Mense dove mangiare, dormitori, ma anche informazioni utili per avere accesso alla residenza anagrafica, alla assistenza sanitaria, formazione professionale e lavoro, prestazioni assistenziali e pensionistiche. Sono 891 i servizi elencati nella trentesima edizione della “Guida Michelin” dei poveri, “Dove mangiare, dormire, lavarsi”, promossa da Sant’Egidio e presentata oggi presso la sede della Comunità da Don Marco Gnavi, parroco di Santa Maria in Trastevere. Si tratta di 262 pagine di indirizzi utili ai senza dimora e a chi li aiuta durante tutto l’anno, per trovare aiuto in caso di necessità: dal pasto alla doccia, dal letto alla visita medica, fino alle scuole di italiano.
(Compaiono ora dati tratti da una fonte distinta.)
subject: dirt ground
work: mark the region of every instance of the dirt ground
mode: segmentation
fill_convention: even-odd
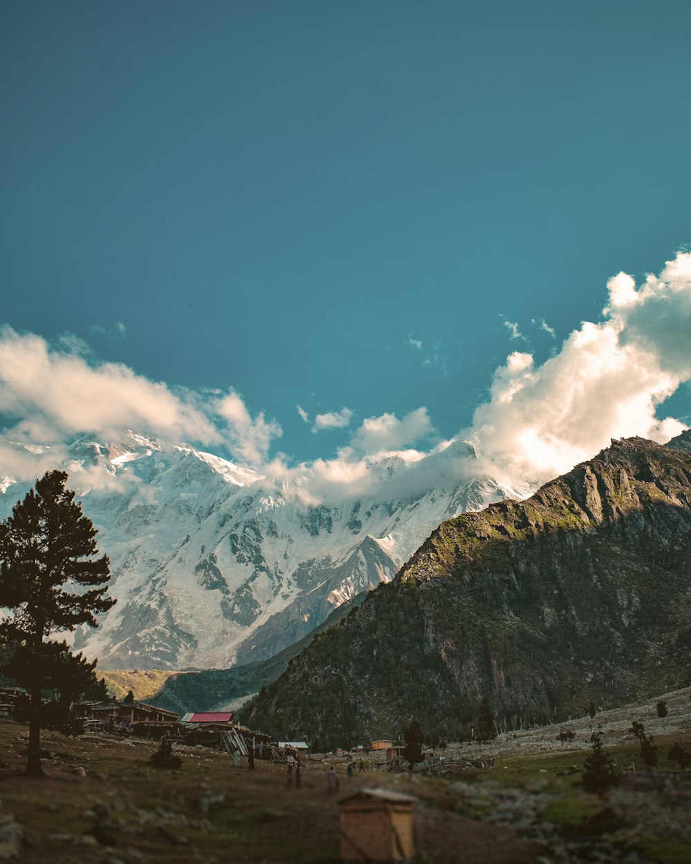
[[[371,754],[369,770],[353,778],[345,756],[306,759],[299,787],[285,765],[257,760],[250,772],[246,759],[236,768],[228,754],[201,746],[175,746],[180,769],[155,769],[155,742],[95,733],[44,733],[46,777],[33,779],[22,773],[27,727],[0,724],[0,861],[336,864],[339,801],[369,786],[415,797],[415,864],[688,864],[691,791],[623,784],[601,800],[584,792],[580,770],[599,727],[635,778],[642,765],[628,730],[637,720],[656,736],[656,777],[669,773],[669,745],[691,745],[689,696],[668,694],[663,718],[651,701],[486,744],[450,744],[442,762],[412,778],[386,771],[384,755],[376,765]],[[563,746],[561,728],[576,734]],[[332,764],[335,794],[326,786]]]
[[[336,763],[338,793],[326,791],[328,763],[306,760],[301,786],[282,765],[236,769],[225,753],[177,747],[179,772],[154,769],[156,745],[89,734],[47,734],[46,777],[21,773],[26,727],[0,726],[0,860],[30,864],[339,861],[339,800],[363,786],[417,798],[420,861],[529,864],[536,849],[510,828],[455,813],[434,785],[415,776],[369,770],[349,778]],[[74,773],[84,768],[86,776]],[[13,827],[14,826],[14,827]],[[12,839],[14,837],[14,840]],[[9,838],[9,839],[8,839]],[[4,847],[3,847],[4,844]],[[3,851],[4,848],[4,851]]]

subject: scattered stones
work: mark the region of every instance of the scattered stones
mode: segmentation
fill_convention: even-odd
[[[15,817],[0,812],[0,861],[18,857],[23,836],[23,829]]]

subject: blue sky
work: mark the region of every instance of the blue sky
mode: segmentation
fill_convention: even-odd
[[[238,461],[477,426],[508,355],[539,368],[612,276],[689,249],[690,27],[686,0],[9,0],[5,363],[35,334],[187,405],[231,391],[235,433],[194,434]],[[658,417],[689,422],[685,370]],[[6,427],[45,432],[20,391]]]

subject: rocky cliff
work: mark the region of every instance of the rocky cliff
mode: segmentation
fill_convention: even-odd
[[[245,716],[324,746],[561,719],[688,683],[691,433],[632,438],[441,524]]]

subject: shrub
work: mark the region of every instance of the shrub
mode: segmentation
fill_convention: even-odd
[[[593,753],[583,763],[583,786],[588,792],[603,792],[619,782],[619,769],[602,749],[602,733],[593,732],[590,740]]]

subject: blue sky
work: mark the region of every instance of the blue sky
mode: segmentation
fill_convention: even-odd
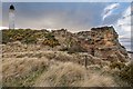
[[[9,24],[10,4],[16,7],[16,28],[65,28],[75,32],[114,26],[120,38],[131,38],[130,2],[2,2],[2,27]]]

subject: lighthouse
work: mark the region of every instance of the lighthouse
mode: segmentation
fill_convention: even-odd
[[[14,29],[14,7],[13,4],[9,8],[9,29]]]

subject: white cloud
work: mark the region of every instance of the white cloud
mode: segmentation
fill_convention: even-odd
[[[111,16],[113,10],[119,8],[120,7],[120,3],[112,3],[112,4],[109,4],[108,7],[104,8],[104,11],[102,13],[102,19],[104,20],[106,17]]]

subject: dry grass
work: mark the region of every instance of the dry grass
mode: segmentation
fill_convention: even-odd
[[[52,66],[35,81],[35,87],[116,87],[112,77],[91,72],[84,67],[72,63]]]
[[[3,59],[2,75],[3,86],[18,87],[31,86],[42,71],[49,66],[47,59]]]

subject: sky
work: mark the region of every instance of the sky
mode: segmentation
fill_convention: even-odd
[[[120,41],[131,48],[131,2],[2,2],[2,26],[9,26],[9,6],[16,7],[16,28],[68,29],[113,26]]]

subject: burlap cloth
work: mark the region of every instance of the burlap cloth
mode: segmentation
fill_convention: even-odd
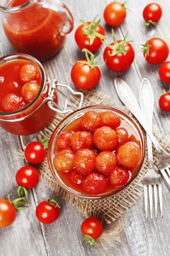
[[[105,95],[102,93],[96,92],[94,89],[89,91],[84,91],[84,98],[82,107],[95,104],[104,104],[113,105],[113,101],[110,97]],[[78,99],[76,96],[71,98],[71,106],[73,110],[77,109],[79,105]],[[130,114],[129,111],[123,108],[123,110]],[[40,132],[38,140],[49,137],[52,132],[58,123],[65,116],[63,114],[56,115],[52,122],[45,130]],[[144,137],[146,137],[143,130]],[[155,133],[155,134],[157,133]],[[170,137],[165,137],[156,135],[161,146],[170,153]],[[145,140],[146,141],[146,140]],[[20,157],[23,152],[21,152]],[[156,149],[153,148],[153,155],[155,163],[157,162],[158,156]],[[144,160],[138,177],[130,186],[122,192],[113,197],[106,199],[89,200],[74,196],[61,188],[56,183],[49,171],[46,159],[38,166],[41,179],[45,184],[54,190],[58,197],[61,197],[70,204],[75,205],[76,209],[85,217],[96,217],[103,221],[110,223],[115,221],[121,216],[129,208],[131,207],[143,195],[142,178],[147,171],[148,166],[147,149],[146,147]]]

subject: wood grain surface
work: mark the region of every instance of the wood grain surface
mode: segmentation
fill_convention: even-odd
[[[73,31],[69,35],[64,47],[56,56],[43,62],[51,79],[57,78],[60,82],[74,88],[70,78],[73,64],[84,58],[75,42],[74,33],[80,24],[79,18],[91,20],[96,14],[102,17],[101,25],[112,41],[111,28],[106,25],[103,18],[104,8],[108,0],[63,0],[71,11],[74,19]],[[155,27],[150,26],[146,32],[143,24],[142,12],[144,6],[150,3],[149,0],[128,0],[127,16],[125,22],[114,31],[118,40],[122,39],[128,31],[128,39],[135,50],[135,61],[130,68],[121,74],[101,68],[102,78],[96,90],[110,95],[115,104],[121,107],[114,88],[114,79],[120,76],[130,86],[138,99],[141,79],[148,78],[152,85],[155,97],[154,126],[161,133],[169,134],[170,114],[163,112],[159,107],[159,96],[163,89],[167,90],[169,85],[159,79],[159,65],[151,65],[145,60],[140,52],[140,44],[144,44],[146,38],[160,37],[170,47],[169,0],[156,0],[163,9],[161,20]],[[0,3],[1,0],[0,0]],[[102,56],[99,64],[103,62],[102,46],[96,53]],[[0,54],[3,56],[14,52],[4,35],[2,25],[0,26]],[[170,57],[168,60],[170,60]],[[60,101],[60,104],[62,104]],[[28,143],[36,134],[28,136]],[[0,198],[6,198],[9,192],[16,195],[15,174],[24,164],[23,160],[16,158],[15,151],[21,148],[20,138],[0,128]],[[97,246],[90,246],[88,243],[81,245],[80,227],[84,219],[75,207],[61,198],[57,198],[55,193],[40,181],[35,189],[29,191],[29,209],[17,212],[17,218],[12,225],[0,230],[0,256],[168,256],[170,230],[170,188],[162,180],[163,218],[160,218],[159,211],[157,219],[153,217],[147,219],[144,217],[143,197],[134,206],[114,223],[104,227],[104,232]],[[35,210],[38,203],[44,200],[46,195],[57,200],[61,206],[60,214],[55,223],[48,225],[40,224],[35,217]]]

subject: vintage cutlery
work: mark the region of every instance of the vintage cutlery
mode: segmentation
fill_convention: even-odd
[[[148,128],[137,99],[129,86],[119,78],[115,79],[114,82],[116,92],[120,99],[136,116],[154,145],[159,154],[159,160],[157,166],[169,185],[170,185],[170,179],[168,176],[170,176],[170,155],[162,148]]]
[[[152,131],[154,96],[151,84],[149,80],[146,78],[144,78],[142,81],[139,92],[139,103],[142,113],[145,119],[146,122],[147,123],[148,128],[150,129],[150,131]],[[161,215],[161,217],[162,218],[161,176],[156,172],[155,169],[152,153],[152,141],[147,135],[147,134],[146,135],[148,154],[149,168],[146,175],[144,176],[143,179],[146,218],[147,218],[147,186],[148,186],[149,189],[150,216],[152,218],[152,185],[153,186],[156,217],[157,218],[157,185],[158,185]]]

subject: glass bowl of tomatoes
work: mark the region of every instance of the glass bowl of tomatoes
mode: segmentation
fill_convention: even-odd
[[[139,175],[145,154],[142,131],[114,107],[88,106],[63,119],[50,139],[50,171],[64,189],[99,199],[125,189]]]

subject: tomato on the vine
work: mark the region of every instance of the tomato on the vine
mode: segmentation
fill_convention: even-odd
[[[169,48],[166,42],[158,38],[151,38],[145,44],[142,44],[141,51],[146,60],[151,64],[160,64],[167,58]]]
[[[170,87],[167,92],[164,90],[164,94],[159,100],[159,107],[164,111],[170,111]]]
[[[28,162],[31,163],[40,163],[45,157],[46,150],[40,142],[31,142],[26,147],[25,156]]]
[[[96,218],[89,218],[86,219],[82,224],[81,227],[82,233],[85,239],[82,243],[88,241],[91,245],[98,244],[94,241],[101,236],[103,232],[103,226],[102,222]]]
[[[39,181],[39,174],[35,168],[26,166],[18,170],[15,178],[19,186],[23,186],[27,189],[30,189],[37,184]]]
[[[60,206],[54,199],[48,198],[40,203],[36,208],[35,214],[38,220],[44,224],[54,222],[59,215]]]
[[[87,60],[82,60],[75,63],[71,71],[71,78],[76,87],[83,90],[93,88],[100,81],[101,73],[99,67],[103,65],[96,65],[96,61],[100,55],[95,58],[93,53],[87,49],[85,52]],[[90,55],[91,59],[88,56]]]
[[[92,21],[85,22],[82,20],[79,20],[83,24],[77,29],[75,40],[81,50],[86,48],[90,52],[97,51],[102,45],[102,40],[108,39],[105,36],[103,27],[99,25],[101,19],[96,23],[95,22],[98,16],[96,15]]]
[[[145,28],[147,29],[150,24],[156,25],[161,18],[162,11],[159,5],[157,3],[150,3],[144,8],[143,17],[146,22],[144,22]]]
[[[113,29],[112,30],[113,43],[109,45],[103,43],[107,46],[103,53],[106,65],[112,70],[122,72],[128,69],[133,61],[135,52],[129,42],[126,40],[128,32],[123,41],[116,41]]]
[[[165,83],[170,84],[170,61],[163,63],[159,68],[160,78]]]
[[[108,25],[119,26],[125,21],[126,17],[125,6],[127,2],[125,1],[123,3],[120,3],[114,1],[107,6],[104,11],[104,18]]]
[[[16,218],[16,209],[26,209],[29,205],[22,201],[25,198],[17,198],[11,202],[9,197],[10,194],[8,196],[8,200],[0,199],[0,228],[6,227],[12,224]],[[21,205],[23,205],[22,207],[20,207]]]

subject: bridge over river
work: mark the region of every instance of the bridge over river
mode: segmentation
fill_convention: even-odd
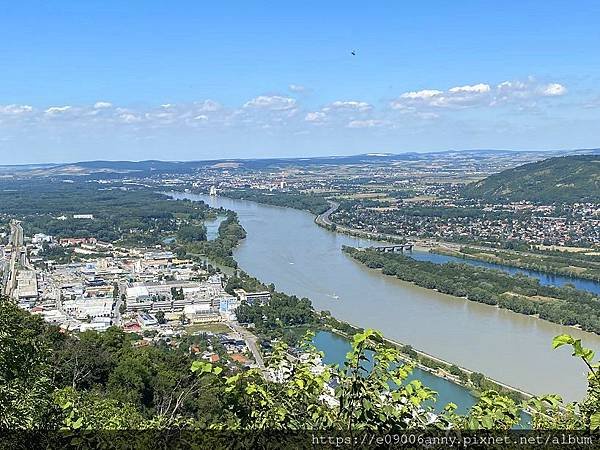
[[[298,210],[208,195],[177,194],[238,213],[248,232],[235,258],[248,273],[306,296],[316,308],[532,393],[585,393],[586,370],[552,338],[570,333],[600,350],[600,336],[444,295],[382,275],[341,252],[381,245],[316,226]],[[416,252],[413,251],[413,254]]]

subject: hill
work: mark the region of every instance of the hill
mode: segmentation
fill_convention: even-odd
[[[463,194],[495,201],[600,203],[600,155],[564,156],[524,164],[469,184]]]

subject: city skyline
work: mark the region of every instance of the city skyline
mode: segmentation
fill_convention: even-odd
[[[10,5],[0,164],[598,147],[599,6],[490,5]]]

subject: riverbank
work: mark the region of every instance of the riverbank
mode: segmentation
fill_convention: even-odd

La guida, stampata in 10mila copie e distribuita alle persone in difficoltà che vivono nella Capitale, raccoglie tutte le indicazioni di servizi pubblici e privati indispensabili per chi si trova in stato di necessità, italiani e stranieri, e informazioni utili per avere accesso a: residenza anagrafica, assistenza sanitaria, formazione professionale e lavoro, prestazioni assistenziali e pensionistiche, alloggio e altro.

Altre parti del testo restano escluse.